In use, the barrel loop 228 and barrel hook 236 interact to secure the second embodiment safety lock. The keeper 238 is a flexible leaf which prevents accidental detachment of the barrel loop and barrel hook. The keeper is depressed by the user when it is desired to unlock or detach the elements of the second embodiment safety lock.

The lanyard may be constructed of any suitable strong flexible material not damaged by water, such as nylon, rayon, cotton, plastic. A preferred material of construction is nylon.

The first embodiment safety lock is constructed of any suitable strong, flexible fabric not damaged by water, such as nylon, rayon, cotton or plastic. A preferred material of construction is nylon. Although a hook and loop fastener is preferred, any suitable fastener may be used to reversibly connect the front and rear flaps while engulfing and holding the lanyard sides, such as snaps or buttons.

The second embodiment safety lock is constructed of any suitable strong, hard material not damaged by water, such as plastic, aluminum, steel, or wood. A preferred material of construction is plastic. Although a spring operated gripping mechanism is preferred, any suitable gripping mechanism may be used to reversible grip the lanyard sides, such as a thumbscrew or a pin which penetrates the lanyard sides.

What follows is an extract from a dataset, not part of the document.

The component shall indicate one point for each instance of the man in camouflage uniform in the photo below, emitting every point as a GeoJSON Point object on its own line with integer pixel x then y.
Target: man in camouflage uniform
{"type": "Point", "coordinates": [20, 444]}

The keeper is constructed of any suitable strong, hard material not damaged by water, such as plastic, aluminum, steel, or wood. A preferred material is plastic. Although a spring operated gripping mechanism is preferred, any suitable gripping mechanism may be used to reversible grip the lanyard sides, such as a thumbscrew or a pin which penetrates the lanyard sides

Use of a safety strap involves the following steps. First, the attachment loops on the ends of the lanyard are looped over the mask strap near the attachment sites of the mask strap with the mask. The loops are adjusted provide a snug fit of the loops on the mask strap. The dive mask is mounted in place over the user's eyes with the lanyard extending over the user's back.

The left and right sides of the lanyard are connected together under the user's chin using the safety lock thereby forming the upper loop of the lanyard. The safety lock is adjusted on the left and right sides of the lanyard so the upper loop of the lanyard which extend from the safety lock to the attachment loops at the ends of the lanyard are taut and the safety latch is comfortably snug against the bottom of the user's chin. When the first embodiment safety lock is used, the hook and loop strap is moved to the correct fit and the front and rear flaps are pressed together. When the second embodiment safety lock is used, the loop barrel and the hook barrel are adjusted on the strands of the lanyard and the two portions of the safety lock latched together.

Next, the barrel stopper is adjusted on the lanyard so the lower loop of the lanyard is snug against the side and back of the user's neck. If for some extraordinary reason the chin strap is broken or displaced, the lower loop in the lanyard around the user's neck will prevent displacement or loss of the dive mask.

It will be apparent to those skilled in the art that the examples and embodiments described herein are by way of illustration and not of limitation, and that other examples may be used without departing from the spirit and scope of the present invention, as set forth in the appended claims.